“La La Land” è l’ultimo film di Damian Chazelle, regista reduce dal grande successo di Whiplash. Ha il titolo che suona come un jingle scanzonato, sembra uno scioglilingua a pronunciarlo. Tradurlo è complesso: “Terra del la la”, o “Terra del doppio La”, o, con un nesso di senso, “Terra della musica”. E dell’arte forse insieme. Arte? O presunta arte? Sarebbe meglio parlare di successo perché è in fondo questo che conta a Los Angeles, città abbreviata in L.A. (ancora “la” quindi e non è un caso). Qui quelli che contano “venerano tutto, ma non danno importanza a niente”, come afferma Sebastian, il protagonista maschile del film; così i nostri protagonisti sopravvivono nella città delle star senza riuscire a dimostrare quello che valgono né diventare quello che desiderano. È la città del La La La, ma anche quella del Bla Bla Bla. Sarà una certa suggestione proveniente dal chiacchiericcio della Roma stigmatizzata nella Grande Bellezza, ma anche qui i “potenti” continuano a blaterare del niente e sembrano non avere orecchie né occhi per chi ha davvero qualcosa da dire: i giovani. Così, per fuggire da un mondo che li mastica e sputa, Mia (Emma Stone), aspirante attrice e Sebastian (Ryan Gosling), musicista jazz, ridotto a suonare musichette kitsch in ristoranti qualsiasi, si incontrano, si amano e si sostengono a vicenda per conquistare il loro posto nel mondo. Il genere cui questo film si avvicina maggiormente è la commedia musicale, ma quello che lascia addosso, a visione conclusa, è una sana e profonda tristezza. Quello che “La La Land” descrive, pur con squarci poetici, è il mondo reale: viviamo davvero in un microcosmo che ai giovani non lascia alcuno spazio. Questo film è malinconia pura. Dapprima quando dipinge la lotta ostinata per raggiungere il successo, e poi, a successo raggiunto, quando i protagonisti guardano indietro, al prezzo pagato per la realizzazione dei propri sogni.
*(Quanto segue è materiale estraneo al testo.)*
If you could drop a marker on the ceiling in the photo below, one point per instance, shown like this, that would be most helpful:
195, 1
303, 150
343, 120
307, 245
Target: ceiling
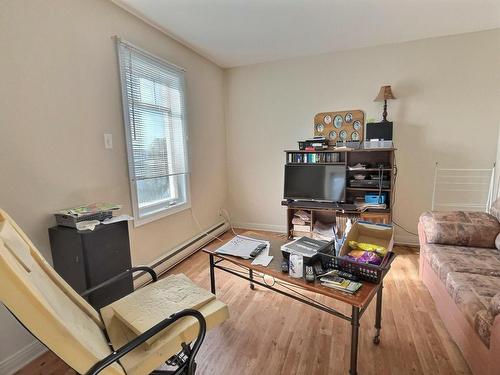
242, 32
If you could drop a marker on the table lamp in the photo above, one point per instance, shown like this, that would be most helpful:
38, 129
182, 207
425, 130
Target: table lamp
384, 95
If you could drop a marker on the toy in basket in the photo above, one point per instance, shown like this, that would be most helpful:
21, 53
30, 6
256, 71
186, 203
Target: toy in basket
366, 251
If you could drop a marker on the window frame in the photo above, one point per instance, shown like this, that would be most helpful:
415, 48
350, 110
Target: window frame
162, 209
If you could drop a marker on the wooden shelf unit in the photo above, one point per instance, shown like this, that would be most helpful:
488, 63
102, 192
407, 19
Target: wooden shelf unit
331, 212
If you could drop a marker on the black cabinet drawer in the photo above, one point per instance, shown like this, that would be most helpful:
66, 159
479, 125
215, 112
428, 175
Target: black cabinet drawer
87, 258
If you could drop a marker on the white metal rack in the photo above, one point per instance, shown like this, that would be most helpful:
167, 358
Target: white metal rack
463, 189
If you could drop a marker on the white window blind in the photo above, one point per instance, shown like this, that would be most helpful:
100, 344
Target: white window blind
153, 106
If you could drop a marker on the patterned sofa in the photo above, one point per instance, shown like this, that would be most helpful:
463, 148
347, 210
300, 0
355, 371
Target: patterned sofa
460, 266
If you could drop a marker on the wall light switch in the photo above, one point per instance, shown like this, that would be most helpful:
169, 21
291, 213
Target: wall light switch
108, 141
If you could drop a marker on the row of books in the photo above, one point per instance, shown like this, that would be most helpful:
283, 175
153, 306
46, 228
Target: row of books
320, 157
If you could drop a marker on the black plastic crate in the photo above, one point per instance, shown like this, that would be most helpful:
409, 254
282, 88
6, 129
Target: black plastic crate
365, 271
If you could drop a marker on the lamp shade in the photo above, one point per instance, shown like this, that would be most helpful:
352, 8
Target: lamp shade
385, 93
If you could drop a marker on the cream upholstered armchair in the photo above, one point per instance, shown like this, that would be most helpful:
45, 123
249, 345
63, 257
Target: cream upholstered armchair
135, 335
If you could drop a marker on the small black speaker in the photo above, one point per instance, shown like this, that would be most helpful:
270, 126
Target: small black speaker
379, 130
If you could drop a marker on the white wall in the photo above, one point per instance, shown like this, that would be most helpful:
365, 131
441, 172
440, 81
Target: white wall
448, 92
60, 93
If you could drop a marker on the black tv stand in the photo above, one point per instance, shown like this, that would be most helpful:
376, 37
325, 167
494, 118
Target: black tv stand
341, 206
378, 161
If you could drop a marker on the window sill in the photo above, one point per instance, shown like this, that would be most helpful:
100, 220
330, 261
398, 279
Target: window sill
159, 215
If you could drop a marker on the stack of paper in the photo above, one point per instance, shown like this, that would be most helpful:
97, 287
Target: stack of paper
242, 246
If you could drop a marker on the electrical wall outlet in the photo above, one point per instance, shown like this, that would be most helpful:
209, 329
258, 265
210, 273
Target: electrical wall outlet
108, 141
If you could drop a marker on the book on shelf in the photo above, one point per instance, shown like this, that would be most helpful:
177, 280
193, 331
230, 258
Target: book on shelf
313, 157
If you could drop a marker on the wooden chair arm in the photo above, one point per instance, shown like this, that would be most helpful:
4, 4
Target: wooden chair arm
188, 365
120, 276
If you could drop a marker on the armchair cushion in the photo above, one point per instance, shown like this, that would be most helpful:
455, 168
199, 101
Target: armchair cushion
150, 355
476, 229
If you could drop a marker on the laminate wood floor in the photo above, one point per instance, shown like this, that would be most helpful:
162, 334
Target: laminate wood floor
272, 334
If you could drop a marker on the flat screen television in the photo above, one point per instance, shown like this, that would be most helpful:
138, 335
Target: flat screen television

Questo film, che ha già raccolto applausi e premi in alcuni Festival internazionali – a Venezia Emma Stone si è conquistata la Coppa Volpi; in patria la pellicola ha già portato a casa ben sette Golden Globe e le quattordici candidature agli Oscar fanno ben sperare – ha il grandissimo merito di riuscire a parlare ad un pubblico vario, con differenti aspettative e background. Se da una parte intrattiene, e a tratti commuove, raccontando una storia in cui non ci si può che immedesimare, dall’altra mostra una capacità tecnica eccellente: piani sequenza perfetti, l’uso della pellicola al posto del digitale, una fotografia bagnata dalla luce; tutto concorre a realizzare metacinema privo di retorica. Molte sono le citazioni dai grandi film del passato: i classici della commedia musicale in primis, ma anche film di genere diverso che hanno fatto la storia del cinema.
Tra tutti il riferimento principale pare essere il francese Jacques Demy che già Chazelle definisce sua fonte di ispirazione: il regista francese, dedicatosi a partire dagli anni ’60 ai musical, spazia da produzioni vivaci e colorate come Les Parapluies de Cherbourg ad altre più malinconiche come Josephine, traduzione italiana per Les Demoiselles de Rochefort, citata precisamente nel primo piano sequenza del film. In La La Land ritroviamo sia il vitalismo di Demy, sia la sua ossessione per la ricerca dell’inquadratura e del colore, sia una tristezza di fondo che riesce a rappresentare la vita vera, in un genere invece tendente al patinato. Tra gli altri riferimenti tutta la produzione Metro Goldwyn Mayer di Vincente Minelli e i musical di Fred Astaire e Ginger Rogers.
I due protagonisti sono all’altezza dei loro predecessori? Emma Stone si conferma un’attrice sorprendente: intensa e ironica insieme, buca lo schermo con il suo sorriso e le sue fragilità. Non posso dire lo stesso di Ryan Gosling, forse uno degli attori più sopravvalutati di Hollywood: mediocre e al limite della monoespressività in un film che, visto il genere, non lo permetterebbe.
La la land, pur non essendo perfetto – dopo la metà il ritmo e l’appeal del film calano per poi riprendersi sul finale e alcune scene risultano troppo kitsch anche per un musical – è un ottimo prodotto che ha riempito e continuerà a riempire le sale grazie alla sua capacità di divertire ed emozionare. Probabilmente anche agli Oscar farà incetta di premi, un po’ come The Artist nel 2012. Film coraggiosi, belli e ben girati, ma anche furbi nello strizzare l’occhio a quello che il pubblico di certo non potrà che apprezzare.